En outre et en tout état de cause, l’assureur du véhicule automobile percuté par le scooter ne saurait être tenu à indemnisation, dès lors que son assuré n’est pas le responsable du dommage. En effet, il ressort du compte rendu initial d’enquête des services de police, de l’audition du témoin extérieur, et de celle du conducteur du véhicule, que le scooter a coupé la route de la voiture qui les a percutés faute d’avoir pu freiner. De même, [F] [E] qui était sur le scooter avec monsieur [G] a indiqué qu’ils sont rentrés dans la rue sans s’arrêter au stop.
Dans ces conditions, il convient de retenir que la garantie de la MAPA ne saurait être mobilisée.
Par conséquent, au regard de l’ensemble de ces éléments, il convient de débouter monsieur [O] [G] de l’intégralité de ses demandes, d’expertise et d’indemnité provisionnelle.
Sur les frais du procès et l’exécution provisoire
Dépens
En vertu de l’article 696 du code de procédure civile, la partie perdante est condamnée aux dépens, à moins que le juge, par décision motivée, n’en mette la totalité ou une fraction à la charge d’une autre partie.[…]
En l’espèce, monsieur [O] [G] perdant la présente instance, il convient de le condamner au paiement des dépens.
Frais irrépétibles
En application de l’article 700 du code de procédure civile, le juge condamne la partie tenue aux dépens ou qui perd son procès à payer : 1° A l’autre partie la somme qu’il détermine, au titre des frais exposés et non compris dans les dépens ; / […]/ Dans tous les cas, le juge tient compte de l’équité ou de la situation économique de la partie condamnée. Il peut, même d’office, pour des raisons tirées des mêmes considérations, dire qu’il n’y a pas lieu à ces condamnations. / Les parties peuvent produire les justificatifs des sommes qu’elles demandent. / […]
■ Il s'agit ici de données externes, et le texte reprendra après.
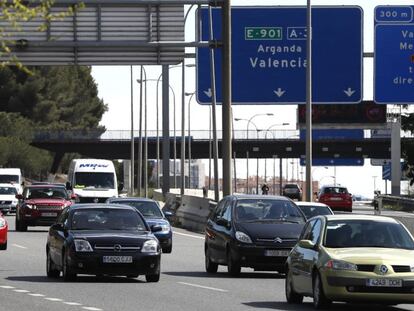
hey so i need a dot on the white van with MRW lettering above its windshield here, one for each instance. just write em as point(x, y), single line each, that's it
point(92, 180)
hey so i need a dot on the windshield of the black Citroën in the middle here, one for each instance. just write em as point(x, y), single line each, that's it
point(267, 210)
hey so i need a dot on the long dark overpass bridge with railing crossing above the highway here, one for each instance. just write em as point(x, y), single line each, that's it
point(259, 144)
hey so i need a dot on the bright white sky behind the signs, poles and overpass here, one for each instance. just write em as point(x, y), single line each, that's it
point(114, 87)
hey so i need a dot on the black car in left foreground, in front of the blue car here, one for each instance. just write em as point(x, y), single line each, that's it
point(101, 239)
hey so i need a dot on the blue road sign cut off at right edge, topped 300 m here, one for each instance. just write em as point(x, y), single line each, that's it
point(394, 55)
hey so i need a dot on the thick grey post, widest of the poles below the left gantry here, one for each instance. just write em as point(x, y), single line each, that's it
point(165, 131)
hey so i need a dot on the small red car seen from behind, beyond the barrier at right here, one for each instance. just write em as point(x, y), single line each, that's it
point(336, 197)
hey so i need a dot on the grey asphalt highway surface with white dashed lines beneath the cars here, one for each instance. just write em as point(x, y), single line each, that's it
point(184, 286)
En l’espèce, des considérations d’équité commandent de débouter la MAPA de ses demandes indemnitaires.
Exécution provisoire
Conformément à l’article 514 du code de procédure civile, les décisions de première instance sont de droit exécutoires à titre provisoire à moins que la loi ou la décision rendue n’en dispose autrement.
L’article 514-1 du code de procédure civile dispose que le juge peut écarter l’exécution provisoire de droit, en tout ou partie, s’il estime qu’elle est incompatible avec la nature de l’affaire. /Il statue, d’office ou à la demande d’une partie, par décision spécialement motivée.
En l’espèce, aucun élément ne commandant de l’écarter, il convient donc de rappeler que l’exécution provisoire du jugement est de droit.
PAR CES MOTIFS
Le tribunal,
Déboute monsieur [O] [G] de ses demandes formées à l’encontre de la SA ALLIANZ IARD ;
Déboute monsieur [O] [G] de ses demandes formées à l’encontre de la société MAPA ;
Condamne monsieur [O] [G] au paiement des dépens ;
Déboute la société MAPA et monsieur [O] [G] de leurs demandes formées sur le fondement de l’article 700 du code de procédure civile ;
Rappelle que le présent jugement assorti de l’exécution provisoire de droit.
Le jugement a été signé par Myriam SAUNIER, président et Elisabeth LAPORTE, greffier.